Seattle Mariners Free Agency Profiles: Santiago Casilla
By Josh Maduell
The Mariners need help with middle relief, one of their weakest aspects in 2018. The eighth and ninth inning guys are there but a reliable seventh-inning man is key. Sam Tuivailala could be the future one but he’s only 25 and he won’t be 100% for a while coming off a torn Achilles.
The other two middle relief pickups the Mariners acquired disappointed in Adam Warren and Zach Duke. Maybe the team keeps Duke just to have a southpaw in the ‘pen but it may be time to let Warren walk. If the Yankees trade you away while age 31 and well in your prime, something’s up. With 27 titles, the Yanks are probably a safe bet for good judges of talent.
To replace Warren, the Mariners should haul in veteran Santiago Casilla to pitch for his first ever team not based in Northern California. His role should be either full-time seventh inning man or right-handed specialist.
Brooks Baseball has his fastball at “essentially average velocity”. So even though he wouldn’t overpower hitters like Colome and Diaz, he’ll break their backs with off-speed and spot-on location. Luckily in the big leagues, all that fans care about is if you get the hitters out.
And in case Diaz became injured or just needed a rest from save opportunities (61 in ’18), Casilla brought home 38 saves as a Giant in 2015. And oh yeah, remember the Giant’s unlikely dynasty of three World Series titles in five seasons? Casilla was in the Golden City for every one of those squads.
In his three San Francisco postseasons, Casilla threw a total of 16.2 innings with 20 strikeouts. In three of his regular seasons, he finished with an earned run average under 2.00. Two of those three seasons were Giants title years so he made a difference for the better.

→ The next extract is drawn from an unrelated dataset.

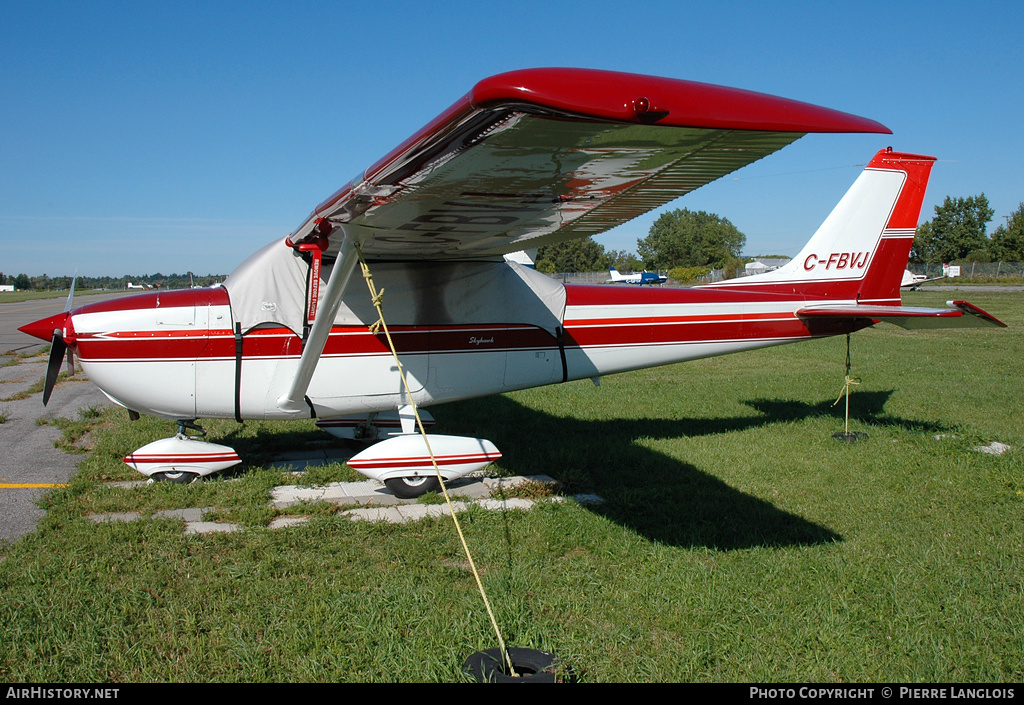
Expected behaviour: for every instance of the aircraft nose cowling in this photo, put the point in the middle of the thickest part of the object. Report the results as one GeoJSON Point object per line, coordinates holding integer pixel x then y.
{"type": "Point", "coordinates": [43, 329]}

If there are any red flags, it’s that Casilla is 38 years old and was let go by a 2018 A’s team that wasn’t exactly known for middle relief (until after the trade deadline). We need to go with the proven reliever and three-time champ by signing him to a one-year, $550,000 contract. Weak middle relief hurt the Mariners last year so addressing it with Casilla would be a start.